Three key offseason questions facing Twins after free-falling out of playoff picture


MINNEAPOLIS — Six weeks ago, the Minnesota Twins had the American League’s fourth-best record at 70-53, with playoff odds around 90 percent.

What followed has been arguably the biggest collapse in team history, with the Twins free-falling out of the playoff picture and being officially eliminated Friday night with two games remaining in the season.

Instead of spending this weekend scoreboard watching for playoff seeding, debating their October roster decisions and trying to avoid getting sprayed with champagne in the clubhouse, here’s a much earlier than expected look at three big-picture offseason questions facing the Twins.

Who will take the fall?

This will almost certainly be the first major question answered, perhaps as soon as Monday.

There’s no shortage of blame to spread around. To get to this point required letdowns from nearly every aspect of the Twins, from the players and coaching staff on the field to the front office and upper management off the field. But the reality is regardless of how much blame the billionaires who own the Twins deserve, there’s no mechanism for anyone to fire them.

Executive chair Joe Pohlad, and the rest of the Pohlad family’s ownership group, would need to be the ones doing the firing if longtime team president Dave St. Peter were let go from the job he’s held running the business side of the organization since 2002. That seems unlikely despite the team’s alleged monetary losses and ongoing television contract drama.

St. Peter’s counterpart handling the on-field product, president of baseball operations Derek Falvey, also appears unlikely to be fired from the position he’s held since 2017. And manager Rocco Baldelli, who falls under Falvey’s purview after being hand-picked by him to lead the dugout in 2019, is widely perceived to be safe as well.

But it’s expected that changes are coming, with several high-ranking members of the front office and coaching staff potentially in jeopardy. This team was too bad for too long, and on too many fronts, to think they could avoid that, regardless of whether the names involved satiate the angriest segment of the fan base.

Is the payroll dropping again?

Shortly after last season’s playoff run ended, Twins officials indicated the payroll would drop in 2024, putting in motion the step-by-step dismantling of roster quality and fan morale culminating in this mess 10 months later.

Slashing payroll by $30 million directly led to the front office’s low-wattage and largely unsuccessful offseason moves, as well as a trade deadline that provided zero help. While it would be nice — and some might argue, smart and logical — for ownership to recognize the damage they did and reverse course with a payroll increase to 2023 levels, that’s wishful thinking.

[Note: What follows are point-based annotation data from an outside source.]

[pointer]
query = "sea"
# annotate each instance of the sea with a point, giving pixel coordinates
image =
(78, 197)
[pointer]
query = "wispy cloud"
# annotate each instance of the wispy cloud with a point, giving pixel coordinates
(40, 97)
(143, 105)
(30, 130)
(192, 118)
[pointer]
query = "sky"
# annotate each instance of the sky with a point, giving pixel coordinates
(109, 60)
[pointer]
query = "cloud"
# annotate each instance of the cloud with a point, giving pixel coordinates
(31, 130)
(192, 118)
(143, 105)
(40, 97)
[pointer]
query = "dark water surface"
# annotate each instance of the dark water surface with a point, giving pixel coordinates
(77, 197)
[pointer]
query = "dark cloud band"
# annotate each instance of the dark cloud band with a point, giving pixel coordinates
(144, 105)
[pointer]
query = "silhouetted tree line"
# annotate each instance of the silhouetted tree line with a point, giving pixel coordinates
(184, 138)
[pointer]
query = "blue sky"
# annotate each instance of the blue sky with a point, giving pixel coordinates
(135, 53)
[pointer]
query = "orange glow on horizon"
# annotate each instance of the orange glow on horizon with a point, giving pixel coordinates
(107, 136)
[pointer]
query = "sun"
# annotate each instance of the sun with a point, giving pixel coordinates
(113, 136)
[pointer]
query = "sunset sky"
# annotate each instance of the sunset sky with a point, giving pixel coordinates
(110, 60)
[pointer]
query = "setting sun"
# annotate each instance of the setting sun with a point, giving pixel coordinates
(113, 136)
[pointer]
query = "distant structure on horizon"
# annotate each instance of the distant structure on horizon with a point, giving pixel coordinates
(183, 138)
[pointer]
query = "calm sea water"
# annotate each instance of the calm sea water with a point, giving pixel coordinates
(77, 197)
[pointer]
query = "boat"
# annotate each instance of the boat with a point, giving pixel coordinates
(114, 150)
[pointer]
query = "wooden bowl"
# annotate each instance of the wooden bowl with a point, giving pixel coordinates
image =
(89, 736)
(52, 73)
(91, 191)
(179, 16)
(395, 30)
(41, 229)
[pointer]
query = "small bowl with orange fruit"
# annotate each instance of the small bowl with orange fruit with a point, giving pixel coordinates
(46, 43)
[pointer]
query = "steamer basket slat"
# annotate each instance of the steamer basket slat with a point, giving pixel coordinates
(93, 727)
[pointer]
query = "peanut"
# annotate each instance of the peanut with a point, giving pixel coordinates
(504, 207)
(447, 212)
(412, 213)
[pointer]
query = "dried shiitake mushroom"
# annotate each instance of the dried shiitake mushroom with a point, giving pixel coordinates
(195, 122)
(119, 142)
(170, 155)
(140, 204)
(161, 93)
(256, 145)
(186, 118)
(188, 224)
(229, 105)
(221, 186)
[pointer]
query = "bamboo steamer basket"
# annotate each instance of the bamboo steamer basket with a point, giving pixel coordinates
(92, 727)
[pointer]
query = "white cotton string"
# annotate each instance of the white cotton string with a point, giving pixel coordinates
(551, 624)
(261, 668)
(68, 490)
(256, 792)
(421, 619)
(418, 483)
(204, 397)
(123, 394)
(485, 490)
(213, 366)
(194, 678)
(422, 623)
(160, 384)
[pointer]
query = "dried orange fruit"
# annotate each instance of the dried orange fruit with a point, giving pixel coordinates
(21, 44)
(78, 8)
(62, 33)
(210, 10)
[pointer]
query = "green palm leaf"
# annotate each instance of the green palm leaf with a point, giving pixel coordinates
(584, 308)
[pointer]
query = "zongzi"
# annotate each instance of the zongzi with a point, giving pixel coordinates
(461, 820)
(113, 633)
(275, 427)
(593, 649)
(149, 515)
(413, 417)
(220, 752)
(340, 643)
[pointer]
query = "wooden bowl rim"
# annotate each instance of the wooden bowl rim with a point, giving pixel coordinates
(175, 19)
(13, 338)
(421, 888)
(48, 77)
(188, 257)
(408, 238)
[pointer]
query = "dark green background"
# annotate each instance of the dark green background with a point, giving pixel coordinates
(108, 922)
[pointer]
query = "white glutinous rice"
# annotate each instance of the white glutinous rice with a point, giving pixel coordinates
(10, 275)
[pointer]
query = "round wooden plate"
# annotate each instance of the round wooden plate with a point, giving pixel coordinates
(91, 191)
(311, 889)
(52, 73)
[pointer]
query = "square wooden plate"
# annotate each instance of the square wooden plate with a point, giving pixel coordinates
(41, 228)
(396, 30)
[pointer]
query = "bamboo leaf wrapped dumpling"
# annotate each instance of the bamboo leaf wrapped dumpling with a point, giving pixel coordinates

Revenues are well short of the team’s internal projections because Target Field attendance is about 300,000 lower than they hoped, the TV situation hasn’t improved and there won’t be any money from playoff games. If the Twins were willing to wreck last season’s goodwill and fan excitement over $30 million, it stands to reason more cuts could be coming.

Barring a shocking change of direction, and heart, by ownership, the best fans can probably hope for is a similar payroll for 2025. That would equal around $130 million to spend, leaving the front office with little wiggle room given the current roster — with guaranteed contracts, arbitration raises and free-agent departures — is projected to make at least $125 million as is.

That may mean any sizable salaries being added would require comparable salaries being shed, either via non-tendering arbitration-eligible players or trading veterans. And if the Twins do as many fans no doubt fear, and lower payroll even further, then the front office may be forced to shed salaries just to get under their new self-imposed limitations.

Which core players could be moved?

This is where the payroll question leads to real consequences. If the front office is given $130 million to work with again, and especially if ownership forces them to cut payroll further, core veterans are the likely casualties.

There aren’t many methods to shed major payroll, because the Twins have only five players guaranteed more than $5 million in 2025. Carlos Correa ($37.33 million), Pablo López ($21.75 million), Byron Buxton ($15.1 million), Christian Vázquez ($10 million) and Chris Paddack ($7.5 million) are owed a combined $91.7 million, and Correa and Buxton have no-trade clauses.

Max Kepler ($10 million), Kyle Farmer ($6 million), Carlos Santana ($5.25 million), Manuel Margot ($4 million) and Anthony DeSclafani ($4 million) will be coming off the books as free agents, but that’s already accounted for in 2025 projections. And none of the many arbitration-eligible players (such as Joe Ryan, Bailey Ober and Willi Castro) are in line for huge raises yet.

All of which seemingly points to Vázquez and Paddack as the most logical veterans to be on the move for payroll-trimming purposes, and it’s possible the Twins would have to eat some money to facilitate a deal. Still, the Twins have Ryan Jeffers to catch and Simeon Woods Richardson, Zebby Matthews and David Festa have emerged as minimum-salaried rotation options.

Another possibility, not driven by payroll, is the Twins trading inexpensive young players to reshape the core. Ober, Ryan and Jhoan Duran will draw strong interest if shopped, and the Twins’ infield depth surrounding Correa could make one or more of Royce Lewis, Brooks Lee, Edouard Julien, Jose Miranda and top-100 prospect Luke Keaschall available for the right price.